A un kilomètre de Versailles, à la lisière des bois du Chesnay que Dieu protège encore contre l’invasion des Parisiens en goguettes, et qu’il garde pour le poète délicat et les jeunes filles pures, s’élève une maison à quatre faces. Coquette et blanche, cette maison souhaite la bienvenue au passant. Elle n’est habitée que par quatre personnes: M. de Melleville, un notaire honoraire qui vit paisiblement de ses rentes, et dont les cheveux blancs sont l’auréole méritée d’une vie sans tache, – sa fille Hélène, – sa domestique, une vieille qui a été jeune et qui veut mourir dans la famille, – et enfin Étienne, un solide gaillard de trente ans, fils de la vieille.

Hélène a vingt ans; elle est grande et svelte; elle est belle. Mais comme elle est brune, ceux qui la voient de loin prétendent qu’elle est fière; ceux qui la connaissent disent qu’elle est distinguée; et ceux qui l’approchent remarquent qu’elle a si souvent regardé le ciel que ses yeux sont restés bleus.

Sa vieille servante la nomme, notre demoiselle,

– son père, mon enfant chérie, – et les pauvres, la petite fée. Elle a été élevée dans l’aisance; mais sa mère lui a appris à mépriser l’or pour qu’elle n’eût à souffrir dans aucune condition, à penser pour qu’elle ne fût jamais seule dans la vie, et à aimer pour qu’elle fût récompensée de tant de vertus.

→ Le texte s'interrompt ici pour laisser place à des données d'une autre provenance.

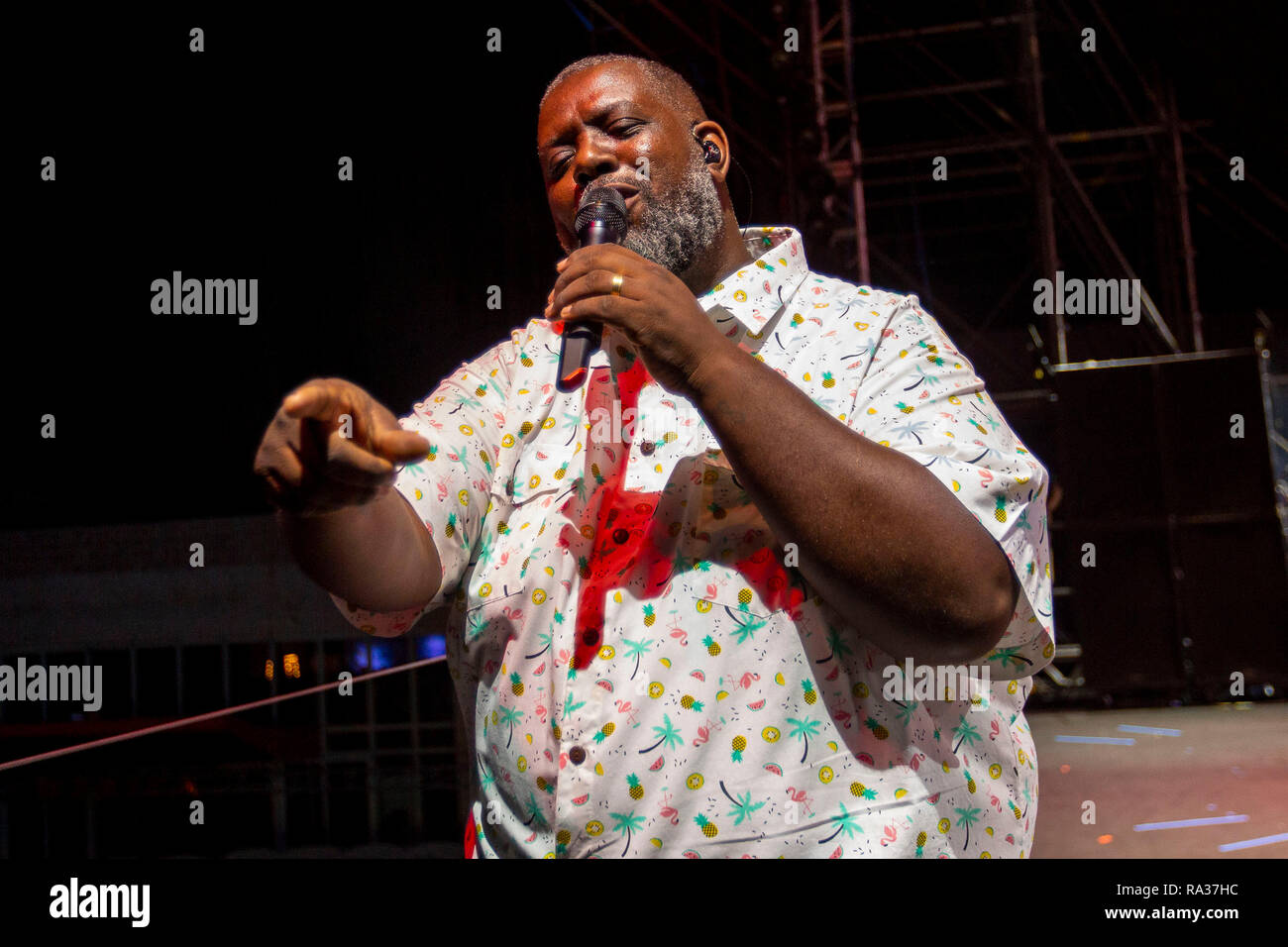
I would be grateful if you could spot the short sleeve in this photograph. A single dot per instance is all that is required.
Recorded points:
(922, 397)
(451, 486)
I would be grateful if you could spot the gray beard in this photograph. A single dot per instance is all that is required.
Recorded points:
(675, 231)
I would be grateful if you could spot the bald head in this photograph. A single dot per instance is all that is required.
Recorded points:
(665, 82)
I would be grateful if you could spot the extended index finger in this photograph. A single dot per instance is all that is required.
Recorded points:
(321, 401)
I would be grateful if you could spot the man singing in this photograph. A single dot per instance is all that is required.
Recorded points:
(798, 617)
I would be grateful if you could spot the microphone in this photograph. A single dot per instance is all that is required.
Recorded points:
(600, 219)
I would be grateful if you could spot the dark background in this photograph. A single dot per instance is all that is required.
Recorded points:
(223, 165)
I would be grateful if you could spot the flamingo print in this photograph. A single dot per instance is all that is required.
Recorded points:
(802, 799)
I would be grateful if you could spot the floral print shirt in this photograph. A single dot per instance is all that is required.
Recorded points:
(645, 671)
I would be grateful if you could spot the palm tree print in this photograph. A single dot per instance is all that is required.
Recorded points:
(836, 643)
(742, 806)
(967, 818)
(669, 735)
(804, 729)
(636, 648)
(510, 716)
(625, 823)
(844, 823)
(965, 731)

Hélène avait quinze ans quand sa mère mourut. Tout aussitôt, elle prit la direction de la maison, et elle acquit une autorité peu commune aux jeunes filles de son âge.

Dans la conversation grave, elle trouve le mot juste, mais ce mot est d’un siècle passé, d’un siècle à jamais éteint. Cependant, aux premiers feux du jour, la mignonne cause avec les oiseaux de sa volière, et cueillant les fleurs du jardin et les fruits du verger, elle rit de ce rire enfantin qui sonne joyeusement comme le grelot d’argent dans la montagne.

Son corps est vierge, son cœur est pur, son âme est haute; et voici que son vieux père lui a dit:

– Hélène, un jeune homme L’a remarquée, l’autre jour, à l’église.

Hélène a rougi; puis, elle s’est jetée au cou de son père, et elle a dit follement:

– Je le veux fier, je le veux beau, je le veux grand.

Le vieillard a demandé à sa fillette ce que cela voulait dire, et elle a répondu:

– Cela veut dire…

Et, comme elle a vu la figure de son père s’assombrir tout à coup, elle a couru émonder les bouquets de la cheminée; et, en ramassant les feuilles qui jonchaient le marbre, elle a demandé en trois éclats de rire:

– A-t-il de moustaches? Quel est son petit nom? Que fait-il?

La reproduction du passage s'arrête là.